I would like to see a bit more mid and top end power.
That is exactly what the Skunk2 manifold is for (being modeled after the H22a7 IM with only one set of thicker shorted runners. That with a cams is basically a A type S or ATR configuration.

09-14-2006, 03:48 PM

Originally Posted by MAR387
Drift, if you don't mind me asking how much was the swap and with everything said and done and you being able to hit VTEC ? The more I think about it the more it makes sense to get an h22a4, the
biggest problem will be trying to find an engine with ODBII
Complete swap from Hmotorsonline (engine, LSD tranny, ecu, sensors etc) $2800 (shipped to a business)
Timing belt/water pump etc: about $75 or so (I honestly cant remember)
Lightened flywheel: about $250 or so

If I hadnt done the labor myself and had to pay for all the custom welding: probably close to $1000. (if you go though this thread you'll see everything that had to be changed)

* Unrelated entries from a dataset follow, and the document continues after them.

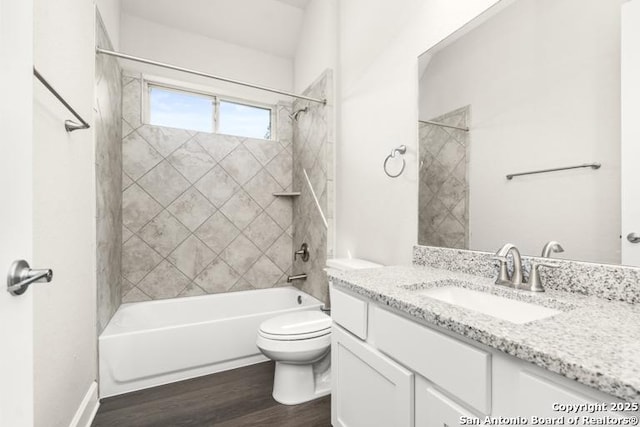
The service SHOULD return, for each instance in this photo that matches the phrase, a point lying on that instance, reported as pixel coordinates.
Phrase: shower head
(295, 114)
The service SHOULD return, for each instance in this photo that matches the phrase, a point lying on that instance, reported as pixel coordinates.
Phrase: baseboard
(88, 408)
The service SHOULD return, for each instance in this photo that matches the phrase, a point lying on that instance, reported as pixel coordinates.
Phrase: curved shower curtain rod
(201, 74)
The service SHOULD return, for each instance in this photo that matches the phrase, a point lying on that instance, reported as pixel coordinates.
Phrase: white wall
(110, 11)
(165, 44)
(64, 212)
(379, 45)
(317, 43)
(548, 95)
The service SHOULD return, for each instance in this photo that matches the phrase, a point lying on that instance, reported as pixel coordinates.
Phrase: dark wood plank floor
(241, 397)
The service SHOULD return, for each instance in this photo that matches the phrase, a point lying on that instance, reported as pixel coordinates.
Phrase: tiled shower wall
(198, 211)
(443, 195)
(108, 150)
(313, 142)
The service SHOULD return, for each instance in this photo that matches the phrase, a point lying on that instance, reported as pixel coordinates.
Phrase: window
(244, 120)
(179, 109)
(207, 113)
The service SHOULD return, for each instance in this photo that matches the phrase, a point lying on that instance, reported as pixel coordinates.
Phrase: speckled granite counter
(593, 340)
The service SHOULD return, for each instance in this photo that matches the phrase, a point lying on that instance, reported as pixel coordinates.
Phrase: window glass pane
(244, 120)
(180, 109)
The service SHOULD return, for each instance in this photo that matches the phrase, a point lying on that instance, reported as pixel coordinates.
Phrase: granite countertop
(593, 341)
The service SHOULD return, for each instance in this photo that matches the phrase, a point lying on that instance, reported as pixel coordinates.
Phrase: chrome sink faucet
(551, 246)
(535, 283)
(515, 280)
(504, 278)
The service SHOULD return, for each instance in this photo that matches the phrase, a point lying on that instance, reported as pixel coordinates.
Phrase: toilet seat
(300, 325)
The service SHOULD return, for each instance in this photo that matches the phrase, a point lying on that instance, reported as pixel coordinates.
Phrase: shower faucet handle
(303, 252)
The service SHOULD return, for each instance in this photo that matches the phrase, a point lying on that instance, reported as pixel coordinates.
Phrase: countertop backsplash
(611, 282)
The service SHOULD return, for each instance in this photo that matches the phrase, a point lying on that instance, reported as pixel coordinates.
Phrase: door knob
(633, 237)
(20, 276)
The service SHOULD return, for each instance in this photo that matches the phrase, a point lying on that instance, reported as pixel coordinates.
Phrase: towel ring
(401, 150)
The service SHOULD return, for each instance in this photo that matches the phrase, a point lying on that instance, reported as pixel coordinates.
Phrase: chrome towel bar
(69, 125)
(586, 165)
(444, 125)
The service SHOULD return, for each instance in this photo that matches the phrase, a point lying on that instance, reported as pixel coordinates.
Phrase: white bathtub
(157, 342)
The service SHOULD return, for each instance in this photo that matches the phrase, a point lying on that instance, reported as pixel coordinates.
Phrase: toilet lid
(301, 324)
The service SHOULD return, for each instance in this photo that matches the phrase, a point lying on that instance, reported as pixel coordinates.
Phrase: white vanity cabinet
(389, 370)
(370, 389)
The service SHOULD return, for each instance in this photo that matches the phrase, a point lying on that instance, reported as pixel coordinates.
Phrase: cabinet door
(368, 389)
(435, 410)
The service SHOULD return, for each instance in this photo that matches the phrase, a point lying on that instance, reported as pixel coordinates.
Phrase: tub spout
(302, 276)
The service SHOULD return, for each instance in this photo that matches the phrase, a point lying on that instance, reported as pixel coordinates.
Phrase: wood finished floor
(241, 397)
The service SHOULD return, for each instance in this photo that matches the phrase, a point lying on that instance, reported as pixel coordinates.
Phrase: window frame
(215, 98)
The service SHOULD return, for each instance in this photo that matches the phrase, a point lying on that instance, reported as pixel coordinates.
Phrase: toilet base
(294, 384)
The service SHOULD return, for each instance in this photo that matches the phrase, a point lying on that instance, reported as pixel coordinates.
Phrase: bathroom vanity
(402, 356)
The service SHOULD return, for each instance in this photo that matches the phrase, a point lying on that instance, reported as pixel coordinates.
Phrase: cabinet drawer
(460, 369)
(368, 389)
(435, 410)
(349, 312)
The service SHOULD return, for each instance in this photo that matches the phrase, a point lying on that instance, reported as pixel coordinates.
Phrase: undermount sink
(496, 306)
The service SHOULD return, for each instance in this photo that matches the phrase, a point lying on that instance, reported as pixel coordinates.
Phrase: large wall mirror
(529, 85)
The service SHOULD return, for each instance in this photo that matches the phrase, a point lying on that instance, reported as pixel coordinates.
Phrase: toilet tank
(345, 264)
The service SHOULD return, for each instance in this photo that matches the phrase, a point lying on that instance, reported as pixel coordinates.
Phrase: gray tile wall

Fluids and misc incidentals: we'll say about $200. (Im part of the broken knock sensor club, thats $130 mistake right there.

I also invested in some parts Im not using. Like I bought a fan relay box thats stock on the lude, but not really needed, and my price through honda about about $110. Its sitting in the bottom drawer of my tool box right now.
And there are a bunch of other things that I had no use for.

Besides the tbelt and water pump, other things that Id recommend replacing would be cap/rotor, wires, and plugs. All the other drive belts. . . and doing an alignment afterward because most of the front end will be apart and when putting things back together usually things are out of adjustment.

Im sure I forgot some things. And I would never say that its an easy "drops-right-in" swap. The wiring alone took me about 3 days, and I didnt even have it 100% (mentioned in this thread also.)

All in all, If one were to approach this project, Id plan on spending at least $5000 total.

I say it all the time, but you want to make sure its done right the first time, even if it takes a little more time and money. Because if you have to go back later to buy other **** or make a repair its going to be twice as expensive and time consuming.

Not to be too long winded here. But OBDII is more expensive over all, (new engine=more money) and there are more wires to go through. You'll have to get a 96 P13 that ODBII because all the years after that have the immobilizer system.
Most everything else to similar and is outlined somewhere in thie thread.